Overal die samenvouwende handen – stompjes van handen: ‘Namasté!‘, de opperste dankbaarheid van de zieke bruine mens naar zijn witte hulpverlener.


WAT IS LEPRA?

Lepra kan variëren van lichte vlekken in de huid, via ongevoelige plekken, bulten en zweren, tot volstrekte ongevoeligheid in de ledematen waardoor ongemerkt wonden ontstaan die – indien onbehandeld – kunnen leiden tot afsterven van vingers en tenen, of zelfs van hele handen en voeten.

Patiënten kunnen ook blind worden, omdat verlamde ooglidspieren het knipperen (vochtig houden van het oog) verhinderen. Indien in een vroeg stadium ontdekt is lepra daarentegen geheel te genezen, zonder gevolgen voor de patiënt. Het onderzoek naar de verwekker van lepra, Mycobacterium leprae (een neefje van de tuberkelbacil), is moeilijk omdat de bacterie uitermate lastig te kweken is.

In het menselijk lichaam deelt de bacterie eens in de veertien dagen, daarom duurt het soms jaren voordat een drager echt ziek wordt. Op koelere plaatsen in het lichaam (extremiteiten, gezicht) groeit de bacterie sneller dan op warme plekken.

In vitro is de bacterie niet te kweken, in vivo alleen in de mens, beperkt in muizen en merkwaardig goed in het Amerikaanse gordeldier.

Ondanks de geringe interesse van de farmaceutische industrie zijn er sinds de Tweede wereldoorlog toch enkele medicijnen ontwikkeld. Dapsone (DDS, diaminodifenylsulfon), in 1908 bij toeval ontdekt als bijprodukt van de verfindustrie, bleek in 1948 – oraal toegediend – effectief tegen lepra te zijn. Het middel bracht een revolutie in de leprabestrijding teweeg. Het was goedkoop en eenvoudig te maken, en was een groot succes tot op de dag van vandaag.

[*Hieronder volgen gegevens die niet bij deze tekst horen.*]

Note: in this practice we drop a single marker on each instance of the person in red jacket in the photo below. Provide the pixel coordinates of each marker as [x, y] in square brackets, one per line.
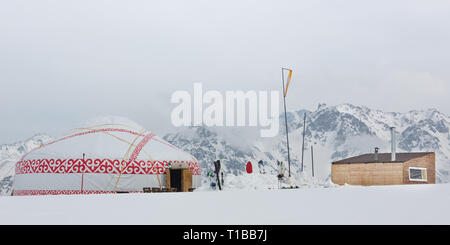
[249, 168]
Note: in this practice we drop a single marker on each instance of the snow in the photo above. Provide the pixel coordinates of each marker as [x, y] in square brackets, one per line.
[407, 204]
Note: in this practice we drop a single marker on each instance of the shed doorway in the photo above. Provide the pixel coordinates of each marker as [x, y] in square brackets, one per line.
[175, 179]
[181, 179]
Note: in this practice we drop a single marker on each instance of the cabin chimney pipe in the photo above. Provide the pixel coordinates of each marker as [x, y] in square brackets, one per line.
[393, 144]
[376, 154]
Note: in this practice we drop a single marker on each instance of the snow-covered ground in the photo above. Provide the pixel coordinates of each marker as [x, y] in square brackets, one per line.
[408, 204]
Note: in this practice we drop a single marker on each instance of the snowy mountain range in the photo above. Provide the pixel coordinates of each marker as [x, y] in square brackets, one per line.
[333, 132]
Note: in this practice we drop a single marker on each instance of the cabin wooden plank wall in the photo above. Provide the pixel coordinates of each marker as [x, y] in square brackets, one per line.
[367, 173]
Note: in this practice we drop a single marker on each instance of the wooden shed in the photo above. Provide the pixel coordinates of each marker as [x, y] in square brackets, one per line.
[379, 169]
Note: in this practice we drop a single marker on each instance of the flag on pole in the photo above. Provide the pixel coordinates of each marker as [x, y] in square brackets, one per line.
[289, 81]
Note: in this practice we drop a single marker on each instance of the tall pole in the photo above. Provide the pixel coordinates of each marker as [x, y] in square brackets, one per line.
[303, 143]
[312, 160]
[285, 120]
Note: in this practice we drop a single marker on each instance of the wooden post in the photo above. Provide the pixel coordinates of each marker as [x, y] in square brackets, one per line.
[168, 178]
[312, 160]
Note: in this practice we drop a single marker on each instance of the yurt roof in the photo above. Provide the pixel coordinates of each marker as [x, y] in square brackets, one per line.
[111, 138]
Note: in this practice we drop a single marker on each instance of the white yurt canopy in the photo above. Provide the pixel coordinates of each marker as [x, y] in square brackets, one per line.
[105, 155]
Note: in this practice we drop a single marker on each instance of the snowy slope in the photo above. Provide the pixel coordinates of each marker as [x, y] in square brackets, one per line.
[335, 132]
[342, 205]
[10, 154]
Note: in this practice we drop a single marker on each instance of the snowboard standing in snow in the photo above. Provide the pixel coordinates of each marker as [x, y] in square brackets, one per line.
[261, 167]
[217, 172]
[249, 168]
[212, 179]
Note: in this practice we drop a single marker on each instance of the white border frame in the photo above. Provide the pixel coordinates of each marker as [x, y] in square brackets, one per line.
[420, 180]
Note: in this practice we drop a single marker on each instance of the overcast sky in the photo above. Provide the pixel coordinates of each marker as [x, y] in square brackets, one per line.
[63, 62]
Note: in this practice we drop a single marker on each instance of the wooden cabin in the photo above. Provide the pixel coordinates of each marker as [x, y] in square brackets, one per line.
[383, 169]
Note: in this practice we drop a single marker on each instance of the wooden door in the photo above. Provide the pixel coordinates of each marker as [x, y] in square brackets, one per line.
[168, 178]
[186, 180]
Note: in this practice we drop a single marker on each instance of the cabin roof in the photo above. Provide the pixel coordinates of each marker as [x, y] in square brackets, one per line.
[383, 157]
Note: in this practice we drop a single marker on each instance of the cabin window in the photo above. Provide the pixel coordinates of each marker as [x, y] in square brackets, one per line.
[417, 174]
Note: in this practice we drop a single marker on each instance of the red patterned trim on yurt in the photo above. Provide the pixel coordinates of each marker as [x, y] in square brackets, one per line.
[62, 192]
[101, 166]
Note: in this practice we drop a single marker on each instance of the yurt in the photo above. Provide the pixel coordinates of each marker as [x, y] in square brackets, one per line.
[106, 155]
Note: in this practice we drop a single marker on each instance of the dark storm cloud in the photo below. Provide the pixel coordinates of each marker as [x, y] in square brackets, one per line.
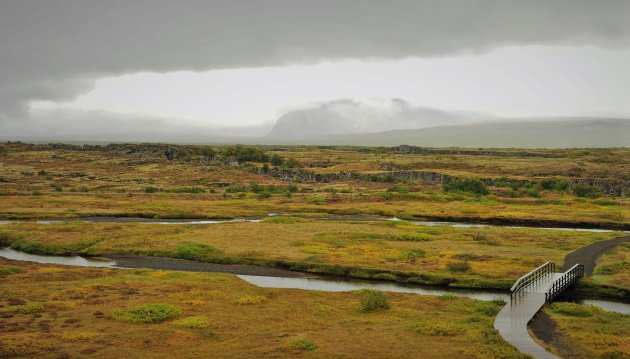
[52, 49]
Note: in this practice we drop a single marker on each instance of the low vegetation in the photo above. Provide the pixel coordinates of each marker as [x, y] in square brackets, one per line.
[147, 313]
[484, 257]
[591, 332]
[77, 304]
[372, 300]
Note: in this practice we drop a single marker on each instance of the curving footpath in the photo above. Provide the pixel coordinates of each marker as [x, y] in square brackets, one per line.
[588, 255]
[513, 318]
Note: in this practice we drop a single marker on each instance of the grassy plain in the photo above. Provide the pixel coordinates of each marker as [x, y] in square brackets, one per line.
[40, 182]
[591, 332]
[613, 268]
[52, 311]
[490, 257]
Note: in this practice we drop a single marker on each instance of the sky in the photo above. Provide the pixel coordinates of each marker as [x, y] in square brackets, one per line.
[81, 66]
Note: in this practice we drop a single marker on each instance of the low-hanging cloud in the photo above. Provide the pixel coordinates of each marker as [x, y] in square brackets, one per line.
[54, 49]
[348, 116]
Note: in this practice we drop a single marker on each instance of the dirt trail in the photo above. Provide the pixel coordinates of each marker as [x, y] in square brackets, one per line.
[588, 255]
[126, 261]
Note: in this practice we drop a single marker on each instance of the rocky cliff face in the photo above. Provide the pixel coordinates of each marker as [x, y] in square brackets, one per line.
[406, 149]
[607, 187]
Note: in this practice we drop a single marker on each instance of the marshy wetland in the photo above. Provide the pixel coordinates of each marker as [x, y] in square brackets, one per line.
[371, 216]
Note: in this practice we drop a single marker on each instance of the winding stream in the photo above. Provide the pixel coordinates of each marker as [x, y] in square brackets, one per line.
[358, 218]
[276, 278]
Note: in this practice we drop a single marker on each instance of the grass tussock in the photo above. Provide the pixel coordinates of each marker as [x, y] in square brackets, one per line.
[9, 270]
[29, 308]
[251, 300]
[193, 322]
[147, 313]
[372, 300]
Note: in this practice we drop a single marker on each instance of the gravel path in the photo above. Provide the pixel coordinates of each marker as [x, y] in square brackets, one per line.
[588, 255]
[124, 261]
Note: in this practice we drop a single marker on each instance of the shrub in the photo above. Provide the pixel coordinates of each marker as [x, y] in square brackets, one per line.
[188, 190]
[78, 336]
[195, 251]
[9, 270]
[372, 300]
[385, 276]
[470, 185]
[276, 160]
[459, 266]
[26, 308]
[285, 220]
[147, 313]
[399, 188]
[479, 237]
[316, 200]
[547, 184]
[532, 192]
[292, 163]
[193, 322]
[435, 328]
[305, 344]
[415, 237]
[585, 191]
[612, 268]
[263, 195]
[574, 310]
[411, 255]
[251, 299]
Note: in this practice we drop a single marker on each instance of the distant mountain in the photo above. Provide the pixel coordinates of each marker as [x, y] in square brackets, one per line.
[349, 117]
[523, 133]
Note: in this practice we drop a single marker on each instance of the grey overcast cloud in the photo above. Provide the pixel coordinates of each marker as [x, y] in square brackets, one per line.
[122, 69]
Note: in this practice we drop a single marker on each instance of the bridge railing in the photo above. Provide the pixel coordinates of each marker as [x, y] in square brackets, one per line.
[569, 278]
[532, 277]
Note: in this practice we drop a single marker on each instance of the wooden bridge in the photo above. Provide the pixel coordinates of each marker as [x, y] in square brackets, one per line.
[528, 294]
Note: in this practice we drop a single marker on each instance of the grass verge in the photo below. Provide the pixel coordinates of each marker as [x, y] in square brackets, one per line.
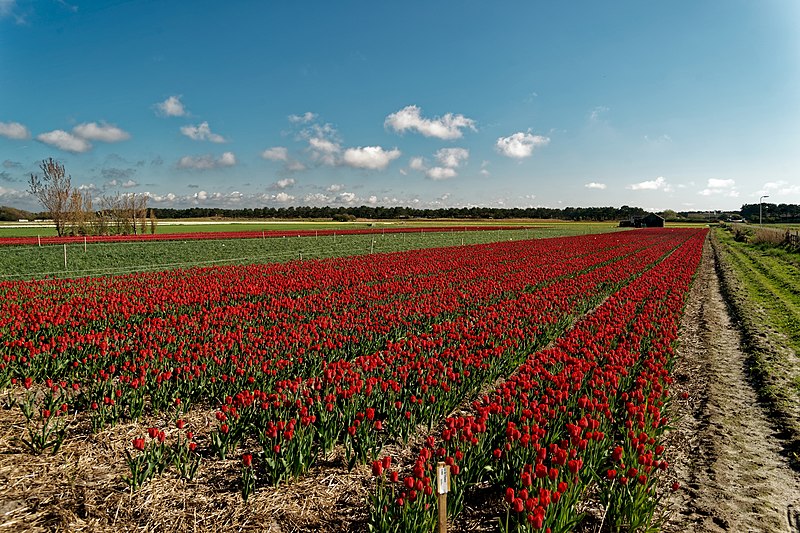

DDS doodt de bacterie niet, maar verlamt deze en het middel moet dus zeer langdurig worden geslikt. Bovendien treedt er resistentie op, zeker bij onoordeelkundig (onderbroken of onregelmatig) gebruik. In combinatie met bijvoorbeeld Rifampicine en/of Clofamicine (multi drug therapy, MDT) is de kuur veel effectiever, maar ook duurder.

Rifampicine doodt de bacterie snel, zodat de patiënt na een paar dagen niet meer besmettelijk is. De kans op resistentie is bij MDT veel geringer, ook bij een eventueel mislukte kuur of bij terugkeer van de ziekte krijgt men de ziekteverwekker onder de knie.

Het is op zich vreemd dat er tot op heden weinig consistente en betrouwbare statistische gegevens over leprabestrijding voorhanden zijn. Remi Verduin: ‘Dat komt omdat iedereen in het veld hard bezig is om lepra te genezen en de handen daar aan vol heeft. Niemand komt er toe om een samenvattende studie te schrijven.’

Er is nog geen vaccin tegen lepra. Dus als ‘preventie’ blijven over: voorlichting en opleiding, plus de jacht op patiënten in een vroeg stadium.